Yesterday we reflected on pilgrimage — the ancient practice of setting out toward something God is calling you into, even when the destination isn't entirely clear.
Today I want to stay with that image. Because I think some of us may be wondering whether the season for that kind of journey has passed.
It hasn’t.
Over the course of a lifetime, there are many pilgrimages. Some we choose. Some choose us. Journeys of faith and doubt, of raising children and letting them go, of building something and watching it end, of leaving home and finding it somewhere unexpected. Some of these journeys are physical. Some are interior. Some are both at once.
And calling — we tend to think of that as a single thing. A vocation. A life's work. But I have come to believe that calling is less like a destination and more like a series of doors. And God keeps opening new ones, at every stage of life, for as long as we are willing to walk through them.
I think about a man I knew who retired from a military career in his early fifties. He went back to school and earned a degree in fine arts. He became a painter — and not a hobbyist. A real one. In his seventies he was commissioned to paint murals in his city. When I knew him, he was in his eighties, showing up faithfully to a Spanish-speaking Bible study every Sunday night — growing in his faith and fine-tuning a language he had only recently begun to learn.
You're never too old to grow, he would say.
The book of Hebrews tells us that by faith, Abraham obeyed when he was called. He was in his eighties. Sarah was not far behind. They left everything familiar — not because they had a clear plan, but because God was nudging them forward. They set out, Hebrews says, not knowing where they were going.
Just like the Celtic pilgrims we thought about yesterday.

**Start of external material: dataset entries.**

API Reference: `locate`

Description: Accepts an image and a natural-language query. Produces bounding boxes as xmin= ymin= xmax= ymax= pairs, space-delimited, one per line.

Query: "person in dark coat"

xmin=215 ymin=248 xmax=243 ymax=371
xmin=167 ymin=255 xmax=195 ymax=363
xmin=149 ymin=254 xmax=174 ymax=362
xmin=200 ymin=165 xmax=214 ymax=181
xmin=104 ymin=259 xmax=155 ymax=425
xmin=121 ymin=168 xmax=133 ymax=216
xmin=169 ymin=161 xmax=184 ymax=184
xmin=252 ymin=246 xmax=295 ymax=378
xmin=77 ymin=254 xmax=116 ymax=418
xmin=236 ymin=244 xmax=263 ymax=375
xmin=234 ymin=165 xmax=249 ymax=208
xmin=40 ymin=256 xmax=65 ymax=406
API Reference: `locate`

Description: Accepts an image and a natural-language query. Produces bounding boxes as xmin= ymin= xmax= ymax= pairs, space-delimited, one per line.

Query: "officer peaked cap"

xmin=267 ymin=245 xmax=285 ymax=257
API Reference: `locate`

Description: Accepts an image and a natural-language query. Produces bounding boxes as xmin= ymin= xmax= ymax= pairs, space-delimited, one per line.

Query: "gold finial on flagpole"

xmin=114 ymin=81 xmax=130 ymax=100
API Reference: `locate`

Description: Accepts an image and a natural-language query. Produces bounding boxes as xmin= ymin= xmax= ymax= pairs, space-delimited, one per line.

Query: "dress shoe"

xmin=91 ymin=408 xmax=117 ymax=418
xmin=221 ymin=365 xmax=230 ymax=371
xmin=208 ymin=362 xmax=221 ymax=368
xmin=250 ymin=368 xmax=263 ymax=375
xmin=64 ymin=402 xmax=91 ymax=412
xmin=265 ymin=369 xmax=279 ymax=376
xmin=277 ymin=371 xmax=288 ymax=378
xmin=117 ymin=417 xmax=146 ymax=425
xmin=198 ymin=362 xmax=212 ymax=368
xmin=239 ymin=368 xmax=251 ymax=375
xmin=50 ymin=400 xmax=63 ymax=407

Just like most of us, if we're honest, at the beginning of any journey worth taking.
What Abraham and Sarah had was not a map. They had a willingness. And it turned out, that was enough.
I know some of you have already undertaken epic journeys — of immigration, of recovery, of loss and rebuilding. Journeys that cost you everything and gave you back something you couldn't have found any other way.
And I know some of you may be sitting quietly with a question you haven't said out loud yet:
Does God have something yet for me? Are there any journeys left?
Almost certainly yes!
The door may not look the way you expect. The calling may be quieter than the ones that came before. It may be inward rather than outward — a journey toward healing, or depth, or a peace you have not yet fully found. Or it may be something entirely new. A language you haven't learned. A gift you haven't fully given. A person who needs exactly what only you — with everything you have lived and lost and learned — can offer.
You are not too old. It is not too late. Remember: Abraham and Sarah…
Prayer: God of every season, we thank you that your calling on our lives does not expire. That you are always beckoning us forward — into more than we have yet imagined. Grant us dreams and longings that are in harmony with yours. Give us the courage to say yes to the next door, whatever it looks like. And may we trust, as Abraham trusted, that you will meet us on the road. In Jesus' name. Amen.